髭の殿下で親しまれた、三笠宮寛仁(ともひと)さまの長女、彬子(あきこ)女王の著書「赤と青のガウン」を読んだ。オックスフォード大学・留学記である。愛情深い父君とのエピソードは到底どなたも涙なくして読めない。その中で、英語の学び方に触れている部分があった。3という数字にまつわるもので、3時間、3日、3週間、3か月、3年。各段階で学びの景色が変わってくるというもの。たどたどしかった英会話が、突如、霧が晴れたかのように体得できた瞬間があるという。私には経験がないので何とも言えないが、よくいうところの、ゾーンに入った、ということなのかも知れない。
ゾーンに入った野球選手は、投手の投げたボールが止まって見えるという。若乃花(貴乃花のお兄ちゃん)は、取組の最中に対戦相手の次の動きが見えたという。あるいは、「奇跡のりんご」の木村秋則さんの様々な不思議体験などが、そうかも知れない。

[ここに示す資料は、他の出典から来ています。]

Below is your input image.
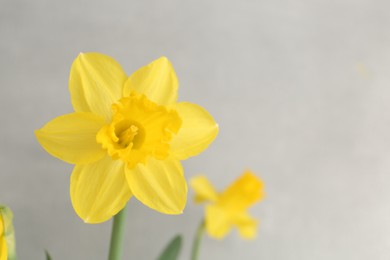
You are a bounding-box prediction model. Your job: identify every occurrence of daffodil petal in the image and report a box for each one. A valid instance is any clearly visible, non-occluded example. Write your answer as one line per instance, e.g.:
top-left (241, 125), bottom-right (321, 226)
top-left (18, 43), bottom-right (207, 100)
top-left (125, 158), bottom-right (187, 214)
top-left (35, 112), bottom-right (106, 164)
top-left (0, 206), bottom-right (15, 260)
top-left (69, 53), bottom-right (127, 121)
top-left (219, 171), bottom-right (265, 212)
top-left (0, 235), bottom-right (6, 260)
top-left (234, 213), bottom-right (258, 239)
top-left (123, 57), bottom-right (178, 105)
top-left (190, 176), bottom-right (218, 203)
top-left (170, 102), bottom-right (218, 160)
top-left (205, 205), bottom-right (231, 239)
top-left (70, 156), bottom-right (132, 223)
top-left (0, 214), bottom-right (6, 260)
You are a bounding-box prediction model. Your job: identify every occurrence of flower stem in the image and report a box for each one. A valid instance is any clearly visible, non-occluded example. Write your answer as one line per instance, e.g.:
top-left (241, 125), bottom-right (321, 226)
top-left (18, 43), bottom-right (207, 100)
top-left (191, 219), bottom-right (205, 260)
top-left (108, 206), bottom-right (127, 260)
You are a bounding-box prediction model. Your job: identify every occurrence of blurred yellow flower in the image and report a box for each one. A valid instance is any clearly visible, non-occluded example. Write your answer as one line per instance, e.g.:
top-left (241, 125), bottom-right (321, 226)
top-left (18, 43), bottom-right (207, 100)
top-left (0, 214), bottom-right (5, 260)
top-left (191, 171), bottom-right (265, 239)
top-left (0, 206), bottom-right (15, 260)
top-left (35, 53), bottom-right (218, 223)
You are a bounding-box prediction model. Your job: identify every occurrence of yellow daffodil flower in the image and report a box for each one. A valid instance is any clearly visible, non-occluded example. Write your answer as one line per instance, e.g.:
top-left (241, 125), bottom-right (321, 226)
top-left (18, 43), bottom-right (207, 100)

私も少しだけ、似たような経験がある。テープリライトのアルバイトでのこと。テープリライトは、録音された対話の文字起こしである。明瞭なものばかりではない。小声だったり、早口だったり、中でも、何度聞いてもぶつぶつと念仏を唱えているようにしか聞こえない方もあった。深夜、同業の友人に電話で、泣きついた。「それは、何回も聞くしかないヨ」、「だよナ」。録音テープを巻き戻してしつこく聞いていると、だんだんと、言葉のカケラが少しずつその姿を現すようになった。必死に食い下がる。やがて、すっと霧が引いてゆくのが分かった。それを端緒に、すべてが嘘のように解明されてゆく。これまで聞き取れなかったのが、不思議なくらいだった。
脳は計り知れない。「石の上にも三年」という耳慣れた文句が精彩を放ってくる。道徳観を超えて、「諦めない」という言葉には夢がありそうだ。